Department of Microbiology and Microbial Engineering, School of Life Sciences, Fudan University, Shanghai 200433, P. R. China.
J Microbiol. 2013 Aug;51(4):430-8. doi: 10.1007/s12275-013-2640-9. Epub 2013 Aug 30.
Fermented foods and beverages are important parts of human diet. Fen liquor, a Chinese liquor is a fermented beverage that uses a traditional fermentation process. Starters are the main microbial source and also provide nutrients for microorganisms during fermentation. In this study, starters of Fen liquor were produced through a complex traditional fermentation process. To investigate the community structure and the composition of microorganisms in the starter production process, bacterial 16S rRNA and fungal internal transcribed spacer (ITS) regions were sequenced using clone libraries and pyrosequencing, respectively. There was much higher diversity among the bacteria than among the fungi in the starter production process. Bacteria on the surface of the starters belonged mostly to the Lactobacillaceae family, while members of the Bacillacae family were dominant in the interior of the samples that lacked access to air and water. In the fungi population, diversity was high only in the raw material. In all other samples, nearly all of the fungal sequences were from Pichia kudriavzevii, a member of the Saccharomycetaceae family. Nearly all samples showed similar fungal community structures, indicating that there was little change in the fungal community. To the best of our knowledge, this is the first report to reveal the whole process of the starter production of Chinese traditional liquor. The findings obtained in this study provide new insights into understanding the composition of the microbial community during the traditional Chinese liquor starter production process and information about the production process control and monitoring.

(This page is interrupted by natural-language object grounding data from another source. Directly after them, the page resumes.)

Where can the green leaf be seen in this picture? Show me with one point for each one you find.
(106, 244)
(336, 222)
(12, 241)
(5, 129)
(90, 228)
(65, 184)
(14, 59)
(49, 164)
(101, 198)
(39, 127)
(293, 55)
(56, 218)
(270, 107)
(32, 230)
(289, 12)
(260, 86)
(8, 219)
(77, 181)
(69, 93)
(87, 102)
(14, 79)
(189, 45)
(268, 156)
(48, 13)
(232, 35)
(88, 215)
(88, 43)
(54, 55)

发酵食品和饮料是人类饮食的重要组成部分。汾酒是中国的一种白酒,是一种采用传统发酵工艺酿造的发酵饮料。酒曲是主要的微生物来源,也是发酵过程中微生物的营养来源。本研究采用复杂的传统发酵工艺生产汾酒酒曲。为了研究酒曲生产过程中的微生物群落结构和组成,分别采用克隆文库和焦磷酸测序技术对细菌 16S rRNA 和真菌内部转录间隔区(ITS)进行测序。在酒曲生产过程中,细菌的多样性明显高于真菌。酒曲表面的细菌主要属于乳杆菌科,而在缺乏空气和水分的样品内部,芽孢杆菌科的成员占优势。在真菌种群中,多样性仅在原料中较高。在所有其他样品中,几乎所有的真菌序列都来自酿酒酵母科的毕赤酵母。几乎所有的样品都显示出相似的真菌群落结构,表明真菌群落变化很小。据我们所知,这是首次报道揭示中国传统白酒酒曲生产的全过程。本研究结果为深入了解中国传统白酒酒曲生产过程中的微生物群落组成提供了新的认识,并为生产过程的控制和监测提供了信息。